The Medical Spa Landscape in South Africa:
"In my own practice we don't sell any cosmetic products. You have to have very separate esthetician offices, and that is pretty true for United Kingdom and most of Europe. There are very few medical spas. You must not forget that lucky for South Africa, an esthetician goes to study 2-3 years at a college before they come in."

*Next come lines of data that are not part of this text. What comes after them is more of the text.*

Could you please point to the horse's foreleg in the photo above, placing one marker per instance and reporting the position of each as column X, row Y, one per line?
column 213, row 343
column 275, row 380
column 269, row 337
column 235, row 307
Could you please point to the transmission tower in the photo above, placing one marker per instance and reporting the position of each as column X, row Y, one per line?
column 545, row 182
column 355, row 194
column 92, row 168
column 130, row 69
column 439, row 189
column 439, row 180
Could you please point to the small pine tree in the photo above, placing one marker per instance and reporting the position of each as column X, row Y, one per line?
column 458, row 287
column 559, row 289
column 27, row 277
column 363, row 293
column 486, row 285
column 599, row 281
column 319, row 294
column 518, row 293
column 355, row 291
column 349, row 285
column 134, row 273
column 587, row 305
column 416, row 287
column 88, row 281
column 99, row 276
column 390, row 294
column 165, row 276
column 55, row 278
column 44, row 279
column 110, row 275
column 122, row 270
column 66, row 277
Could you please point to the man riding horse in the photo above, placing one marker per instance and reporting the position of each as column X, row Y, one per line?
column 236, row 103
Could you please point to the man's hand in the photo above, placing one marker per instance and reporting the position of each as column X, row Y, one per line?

"For example, if you go to Ireland they have to go to a university to get a degree before they can become a skin care therapist. So there is a vast difference. In America, true esthetic work is a relatively new concept. Estheticians here are being trained with 300 hours to do things and the equivalent person in Europe and Australia, are going for more or less university courses."
"I think the American model of the medical spa will come. But it's not there now. Not significantly. It's beginning, it's in its early phases."